The data bus, or data line, is an open drain circuit and only conducts current when active. Therefore, excess current in the data line is detected by a current sinking device at an interface circuit, or interface card, only during a clock sync period when all the loads on the data line are inactive, and the total normal load on the data line is known. This enables selection of the correct maximum current threshold level regardless of the number of control modules or the topology in which they are arranged, such as daisy chain, star, loop, loop with branches, trunk, trunk with branches, single branch, etc.
However, the clock line circuit is not open drain but rather has a so-called, totem-pole output that sinks and sources current only at the clock source at the interface card and is free running except during the periodic sync pulse. Consequently, the in-rush current in the charging and discharging of the network clock line varies with the many variations of the wiring topologies and variations in the load. The maximum current threshold level detection method successfully employed with respect to the data line is therefor not well adapted to use with respect to protecting the data line against excessive currents. The level at which the maximum, current threshold level should be set is indeterminate due to the current sinking being performed at the plurality of loads on the line.
Because of this circumstance, the known technique of relying upon absolute current levels to detect a short circuit condition on the clock line results in either false detecting of over-current conditions or in permitting existence of an excess current condition sufficiently long enough to stress the clock driver circuit.
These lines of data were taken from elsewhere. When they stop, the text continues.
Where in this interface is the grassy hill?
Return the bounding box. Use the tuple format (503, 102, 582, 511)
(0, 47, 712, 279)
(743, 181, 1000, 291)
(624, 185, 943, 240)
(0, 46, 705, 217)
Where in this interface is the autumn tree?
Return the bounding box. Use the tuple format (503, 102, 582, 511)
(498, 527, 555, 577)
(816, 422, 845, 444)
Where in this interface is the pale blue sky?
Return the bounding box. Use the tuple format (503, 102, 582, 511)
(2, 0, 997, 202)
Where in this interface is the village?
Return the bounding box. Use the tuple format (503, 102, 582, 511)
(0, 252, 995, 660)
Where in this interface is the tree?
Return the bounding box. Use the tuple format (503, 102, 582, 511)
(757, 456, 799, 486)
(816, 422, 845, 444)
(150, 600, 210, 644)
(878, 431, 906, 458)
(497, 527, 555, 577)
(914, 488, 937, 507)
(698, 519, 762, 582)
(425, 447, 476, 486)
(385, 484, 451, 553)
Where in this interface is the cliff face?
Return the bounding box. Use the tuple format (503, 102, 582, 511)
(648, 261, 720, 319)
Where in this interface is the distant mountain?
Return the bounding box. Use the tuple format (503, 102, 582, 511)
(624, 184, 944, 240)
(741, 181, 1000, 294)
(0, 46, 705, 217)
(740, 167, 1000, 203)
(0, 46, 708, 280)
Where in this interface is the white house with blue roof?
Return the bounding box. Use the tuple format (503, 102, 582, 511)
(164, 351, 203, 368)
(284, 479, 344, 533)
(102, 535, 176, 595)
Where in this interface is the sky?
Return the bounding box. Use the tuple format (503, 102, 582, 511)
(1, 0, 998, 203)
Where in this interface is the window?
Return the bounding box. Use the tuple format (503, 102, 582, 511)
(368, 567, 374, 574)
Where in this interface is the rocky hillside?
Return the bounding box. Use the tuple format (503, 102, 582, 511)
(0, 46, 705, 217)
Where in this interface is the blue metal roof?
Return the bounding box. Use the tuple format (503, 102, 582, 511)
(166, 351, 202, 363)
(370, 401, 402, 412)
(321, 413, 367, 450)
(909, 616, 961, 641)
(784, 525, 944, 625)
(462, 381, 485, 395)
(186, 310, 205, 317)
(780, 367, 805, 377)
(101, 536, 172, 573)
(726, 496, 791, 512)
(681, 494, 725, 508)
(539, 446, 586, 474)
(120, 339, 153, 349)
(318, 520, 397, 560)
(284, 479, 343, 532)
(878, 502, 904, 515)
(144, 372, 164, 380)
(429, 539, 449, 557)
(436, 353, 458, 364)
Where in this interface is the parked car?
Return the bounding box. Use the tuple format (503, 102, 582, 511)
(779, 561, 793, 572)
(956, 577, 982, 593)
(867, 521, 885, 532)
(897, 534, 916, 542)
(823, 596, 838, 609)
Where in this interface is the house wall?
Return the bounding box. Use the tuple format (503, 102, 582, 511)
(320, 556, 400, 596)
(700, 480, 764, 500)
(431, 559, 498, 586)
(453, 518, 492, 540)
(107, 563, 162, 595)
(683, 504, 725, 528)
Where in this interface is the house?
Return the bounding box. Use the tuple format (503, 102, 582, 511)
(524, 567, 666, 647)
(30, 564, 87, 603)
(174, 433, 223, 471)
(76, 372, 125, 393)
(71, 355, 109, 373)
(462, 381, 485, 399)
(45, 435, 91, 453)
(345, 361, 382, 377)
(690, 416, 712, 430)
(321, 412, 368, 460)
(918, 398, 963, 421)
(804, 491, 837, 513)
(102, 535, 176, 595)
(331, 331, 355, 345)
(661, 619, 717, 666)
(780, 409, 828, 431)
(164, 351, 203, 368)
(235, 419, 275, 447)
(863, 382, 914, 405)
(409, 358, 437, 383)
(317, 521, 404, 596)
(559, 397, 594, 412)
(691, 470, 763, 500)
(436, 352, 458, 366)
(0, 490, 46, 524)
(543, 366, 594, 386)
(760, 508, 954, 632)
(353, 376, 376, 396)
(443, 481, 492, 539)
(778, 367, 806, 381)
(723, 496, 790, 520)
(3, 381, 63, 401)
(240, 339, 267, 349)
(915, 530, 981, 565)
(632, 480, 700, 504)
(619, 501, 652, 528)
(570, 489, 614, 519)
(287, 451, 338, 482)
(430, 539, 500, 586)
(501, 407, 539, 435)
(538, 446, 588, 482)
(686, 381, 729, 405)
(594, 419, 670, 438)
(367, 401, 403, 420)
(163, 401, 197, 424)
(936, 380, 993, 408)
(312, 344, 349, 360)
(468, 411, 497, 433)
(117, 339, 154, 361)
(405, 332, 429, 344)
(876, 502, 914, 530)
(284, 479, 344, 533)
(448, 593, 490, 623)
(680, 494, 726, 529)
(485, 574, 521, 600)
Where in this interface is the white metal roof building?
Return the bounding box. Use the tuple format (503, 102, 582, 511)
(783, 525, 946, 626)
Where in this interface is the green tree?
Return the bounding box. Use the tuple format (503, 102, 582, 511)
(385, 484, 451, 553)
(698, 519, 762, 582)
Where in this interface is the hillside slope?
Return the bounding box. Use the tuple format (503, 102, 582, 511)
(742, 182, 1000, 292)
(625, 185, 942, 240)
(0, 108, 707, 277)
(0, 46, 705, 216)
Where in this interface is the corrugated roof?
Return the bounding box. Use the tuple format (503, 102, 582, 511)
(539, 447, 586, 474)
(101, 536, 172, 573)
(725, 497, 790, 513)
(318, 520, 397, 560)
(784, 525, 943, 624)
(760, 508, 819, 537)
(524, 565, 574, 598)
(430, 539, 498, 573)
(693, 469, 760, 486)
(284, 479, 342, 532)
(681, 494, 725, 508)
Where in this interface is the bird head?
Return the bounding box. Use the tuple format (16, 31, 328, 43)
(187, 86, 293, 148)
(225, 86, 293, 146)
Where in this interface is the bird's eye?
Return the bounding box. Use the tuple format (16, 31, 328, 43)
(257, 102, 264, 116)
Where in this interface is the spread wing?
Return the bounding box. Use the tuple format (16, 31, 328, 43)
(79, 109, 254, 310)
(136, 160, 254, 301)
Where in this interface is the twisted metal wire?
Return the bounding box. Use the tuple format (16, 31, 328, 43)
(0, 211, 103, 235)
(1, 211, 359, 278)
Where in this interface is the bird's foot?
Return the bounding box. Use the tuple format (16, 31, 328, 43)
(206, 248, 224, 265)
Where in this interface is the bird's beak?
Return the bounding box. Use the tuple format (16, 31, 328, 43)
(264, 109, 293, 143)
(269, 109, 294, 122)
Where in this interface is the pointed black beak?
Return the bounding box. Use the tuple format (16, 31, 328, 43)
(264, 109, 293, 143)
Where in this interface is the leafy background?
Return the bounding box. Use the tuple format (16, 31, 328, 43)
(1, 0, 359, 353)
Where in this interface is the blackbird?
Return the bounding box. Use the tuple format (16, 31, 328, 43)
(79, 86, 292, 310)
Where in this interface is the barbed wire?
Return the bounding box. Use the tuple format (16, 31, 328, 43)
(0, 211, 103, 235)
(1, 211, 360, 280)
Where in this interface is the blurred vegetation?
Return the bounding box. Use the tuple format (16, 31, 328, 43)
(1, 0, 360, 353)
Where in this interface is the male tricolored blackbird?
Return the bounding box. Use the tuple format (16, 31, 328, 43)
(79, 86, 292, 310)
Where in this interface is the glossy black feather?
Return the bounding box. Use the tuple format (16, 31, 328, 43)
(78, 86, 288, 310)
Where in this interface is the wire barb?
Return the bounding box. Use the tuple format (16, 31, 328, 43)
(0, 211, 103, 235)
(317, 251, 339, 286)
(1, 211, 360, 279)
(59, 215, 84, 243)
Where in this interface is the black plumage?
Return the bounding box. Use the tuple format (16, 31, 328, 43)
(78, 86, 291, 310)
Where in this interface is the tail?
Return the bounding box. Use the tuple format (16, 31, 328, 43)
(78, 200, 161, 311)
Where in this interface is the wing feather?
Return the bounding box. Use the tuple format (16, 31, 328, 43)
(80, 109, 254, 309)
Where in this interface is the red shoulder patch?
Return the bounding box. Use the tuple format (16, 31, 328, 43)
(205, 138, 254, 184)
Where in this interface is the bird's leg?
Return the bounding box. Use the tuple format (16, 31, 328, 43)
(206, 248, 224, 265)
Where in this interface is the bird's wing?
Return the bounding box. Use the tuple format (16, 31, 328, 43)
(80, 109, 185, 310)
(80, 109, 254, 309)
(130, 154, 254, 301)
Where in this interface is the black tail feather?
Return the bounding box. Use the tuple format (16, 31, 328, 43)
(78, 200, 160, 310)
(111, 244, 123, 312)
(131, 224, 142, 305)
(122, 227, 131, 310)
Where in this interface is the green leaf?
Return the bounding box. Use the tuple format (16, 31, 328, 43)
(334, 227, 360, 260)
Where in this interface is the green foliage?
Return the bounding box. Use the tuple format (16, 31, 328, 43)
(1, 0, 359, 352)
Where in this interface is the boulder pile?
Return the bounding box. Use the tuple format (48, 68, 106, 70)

In order to over come this problem, another technique has been known to be employed to prevent over-current conditions in the clock line. In this other technique the clock voltage waveform is monitored to compare the "incoming" clock with the "out-going" clock. The incoming clock is the signal seen on the bus cable at the clock source on the interface card 16. The out-going clock is "expected" clock as generated. Disadvantageously, the implementation of this comparison technique requires complex hardware implementation, exposes the components to destructive excess current, or requires a separate microprocessor to control. This method is also subject to false triggering by electrical noise.